Iran faces a potentially crushing loss of oil exports when US sanctions return in November, but the impact could be blunted by its experience of working around embargoes.
When Iran faced its toughest international sanctions between 2012 and 2015, analysts say it found a number of creative solutions, from repainting and renaming ships to switching off their tracking devices.
Those tactics have continued.
“We find those tankers quite often, leaving and entering Iran in a covert fashion with their transponder turned off,” said Samir Madani, co-founder of TankerTrackers.com, which monitors the oil trade.
“We spot them through satellites. I’d say several vessels a month,” he told AFP.
Analysts expect such behaviour to ramp up when US sanctions on Iran’s oil industry return on November 5, following Washington’s withdrawal from the nuclear deal in May. US pressure has already caused a 24 percent drop in Iran’s sales between May and August, according to Bloomberg.
The big surprise has been cuts by Asian buyers, which analysts expected to resist US pressure, notably a 35 percent drop by China and 49 percent by India, according to the Eurasia Group consultancy.
“We underestimated the degree to which New Delhi and Beijing would concede to Washington’s demands,” it said in a briefing note. Eurasia Group said wider geopolitics are at play: India is looking to deepen strategic ties with the US, while China may wish to avoid a fresh spat when it is already embroiled in a bitter trade dispute with Washington.
Iran was exporting 2.7 million barrels of oil per day in May, but that has already fallen to 2.1 million. Overall, Eurasia Group predicts the country’s sales will fall by a further 0.9 million barrels per day to 1.2 million by November.

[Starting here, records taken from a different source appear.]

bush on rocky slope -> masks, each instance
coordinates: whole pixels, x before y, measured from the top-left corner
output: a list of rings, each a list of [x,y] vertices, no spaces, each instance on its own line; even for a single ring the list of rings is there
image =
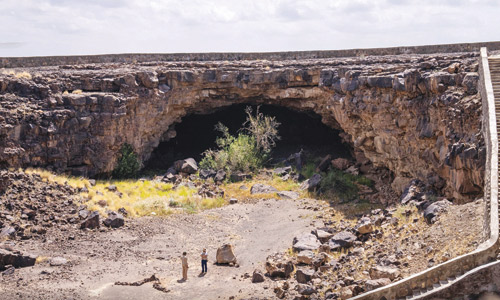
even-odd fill
[[[359,195],[360,186],[373,188],[374,182],[362,175],[354,175],[347,171],[329,168],[323,172],[317,172],[319,159],[312,159],[305,163],[300,171],[304,178],[311,178],[314,174],[320,174],[321,181],[314,190],[316,195],[323,198],[338,198],[342,201],[354,200]]]
[[[141,164],[132,146],[129,144],[123,144],[120,150],[120,158],[118,159],[118,164],[113,170],[113,177],[135,177],[140,168]]]

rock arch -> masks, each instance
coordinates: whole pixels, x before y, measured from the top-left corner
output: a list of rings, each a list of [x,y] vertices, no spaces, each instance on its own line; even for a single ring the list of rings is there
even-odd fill
[[[28,70],[30,71],[30,70]],[[470,199],[483,186],[477,54],[290,61],[109,63],[0,75],[0,163],[110,172],[123,143],[143,161],[182,117],[238,103],[312,111],[401,191],[420,178]],[[22,105],[21,105],[22,104]]]

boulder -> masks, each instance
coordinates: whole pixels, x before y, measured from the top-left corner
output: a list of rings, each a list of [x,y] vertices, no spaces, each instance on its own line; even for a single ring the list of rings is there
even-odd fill
[[[253,271],[252,275],[252,283],[259,283],[259,282],[264,282],[264,274],[260,270],[255,270]]]
[[[424,191],[425,185],[422,181],[418,179],[414,179],[410,181],[410,183],[406,186],[399,198],[399,202],[401,204],[406,205],[410,201],[419,201],[422,197],[422,193]]]
[[[198,171],[198,164],[194,158],[186,158],[174,162],[174,168],[179,173],[194,174]]]
[[[325,300],[329,300],[329,299],[339,299],[340,295],[338,293],[334,293],[334,292],[326,292],[325,294]]]
[[[203,198],[217,198],[223,197],[224,191],[215,184],[205,182],[198,188],[198,195],[202,196]],[[231,200],[229,203],[234,204],[231,202]]]
[[[226,171],[224,170],[217,171],[214,177],[215,182],[222,182],[224,181],[224,179],[226,179]]]
[[[196,184],[194,184],[194,182],[192,181],[185,181],[185,182],[181,182],[177,187],[175,188],[178,188],[178,187],[181,187],[181,186],[185,186],[189,189],[196,189]]]
[[[299,284],[297,285],[297,292],[299,294],[304,295],[304,296],[310,296],[314,293],[316,293],[316,289],[310,285],[307,284]]]
[[[388,278],[391,281],[399,277],[401,272],[395,267],[391,266],[375,266],[370,269],[371,279]]]
[[[427,206],[427,208],[424,211],[424,218],[428,223],[434,223],[436,220],[435,218],[448,210],[450,207],[451,202],[444,199],[440,200],[437,202],[432,203],[431,205]]]
[[[295,176],[297,176],[297,175],[295,175]],[[295,177],[295,176],[294,176],[294,177]],[[283,181],[288,181],[288,180],[290,180],[290,178],[292,178],[292,177],[290,176],[290,174],[286,174],[286,175],[284,175],[284,176],[281,176],[281,180],[283,180]],[[295,179],[294,179],[294,180],[295,180]]]
[[[242,173],[242,172],[236,172],[236,173],[232,173],[229,178],[231,179],[232,182],[240,182],[243,180],[251,179],[252,175]]]
[[[313,275],[313,269],[297,269],[297,272],[295,272],[295,279],[297,279],[298,283],[308,283],[311,281]]]
[[[163,182],[175,183],[177,180],[179,180],[178,176],[179,175],[174,175],[174,174],[171,174],[171,173],[167,173],[165,176],[163,176],[162,181]]]
[[[318,237],[312,233],[306,233],[293,239],[293,249],[296,251],[316,250],[320,246]]]
[[[322,243],[326,243],[333,236],[333,234],[324,229],[316,229],[315,234]]]
[[[314,252],[310,250],[300,251],[297,255],[297,262],[299,264],[310,265],[312,264],[314,259]]]
[[[332,160],[332,167],[334,167],[335,169],[346,170],[347,168],[349,168],[349,165],[349,161],[345,158],[339,157]]]
[[[271,194],[276,193],[278,190],[267,184],[256,183],[250,188],[250,194]]]
[[[296,200],[299,199],[300,194],[297,192],[292,192],[292,191],[281,191],[276,193],[278,197],[281,199],[286,199],[286,200]]]
[[[356,226],[356,230],[360,234],[367,234],[373,232],[373,224],[370,218],[364,217],[359,220],[358,225]]]
[[[31,267],[35,265],[36,255],[23,254],[19,251],[0,248],[0,266],[11,265],[15,268]]]
[[[389,278],[371,279],[365,282],[366,291],[372,291],[391,283]]]
[[[328,245],[330,246],[331,250],[337,249],[337,248],[348,248],[351,247],[354,241],[357,239],[357,237],[347,231],[342,231],[334,235]]]
[[[82,209],[78,212],[78,216],[80,217],[80,219],[86,219],[88,216],[89,216],[90,212],[86,209]]]
[[[272,278],[290,278],[290,275],[295,270],[295,266],[291,261],[283,261],[268,257],[266,260],[266,272]]]
[[[10,237],[16,236],[16,229],[12,226],[5,226],[0,230],[0,237]]]
[[[199,174],[201,179],[206,180],[208,178],[214,178],[217,172],[213,169],[201,169]]]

That would mean a loss of some $2-2.5 billion (1.7-2.1 billion euros) a month, at current prices. But analysts say Washington’s goal of reducing Iran’s oil sales to zero is unrealistic.
Iran has the world’s fourth-largest reserves, and many countries — particularly in Asia — rely on its supplies and have refineries designed for its particular flavour of heavy crude. And Tehran has many tried and tested ways to keep oil flowing.
It has already increased price discounts since May, worth around $10-15 million a month to large importers like China and India compared with last year, said Wood Mackenzie, a consultancy. “Buyers can pay in kind, trade in other currencies, or extend credit — even keep the money in an escrow account in Switzerland and wait until these sanctions are over. India had a deal like that last time,” said Madani.
If Iran can get its oil to a friendly port, it could be blended with oil from elsewhere and resold, said Thijs Van de Graaf, assistant professor for international politics at the University of Ghent. “Iran played a cat and mouse game last time… and will probably do so again,” he told AFP.
It also has more aggressive options, with President Hassan Rouhani recently restating an old threat to block the vital Strait of Hormuz through which around a third of the world’s seaborne oil passes every day. Rouhani announced last week that Iran was moving its main oil terminal out of the Gulf to a port in the Oman Sea, so that its tankers would no longer need to pass through the strait, giving it more scope to disrupt supplies.
Iran says it will not accept major drops in its oil sales, putting pressure particularly on Europe, which was buying more than a fifth of its oil, to resist US demands. The EU strongly opposed Washington’s decision to scrap the nuclear deal and has vowed to introduce a package of measures to protect trade with Iran.
But European firms are highly vulnerable to US sanctions. Shipping, banking and insurance firms have already backed out of Iran and oil purchases are down by 35 percent. “If we cannot continue (the previous) level of sales even after the European package has been implemented, then that is a red line for us,” warned deputy foreign minister Abbas Araghchi on state television.
Supreme leader Ayatollah Ali Khamenei warned recently that Iran would “set aside” the nuclear deal if it was no longer receiving the economic benefits it promised. One slight upside for Iran is that oil prices are already rising due to the squeeze caused by the looming US sanctions.
Some analysts predict prices could exceed $100 per barrel, from the current level of around $70. The United States has pressured its ally Saudi Arabia to pump more oil to compensate for the loss of Iranian supplies. “In theory, it is perfectly possible to have an increased price of oil that entirely compensates for the loss of exports. That’s why the US-Saudi relationship is key here,” said Van der Graaf.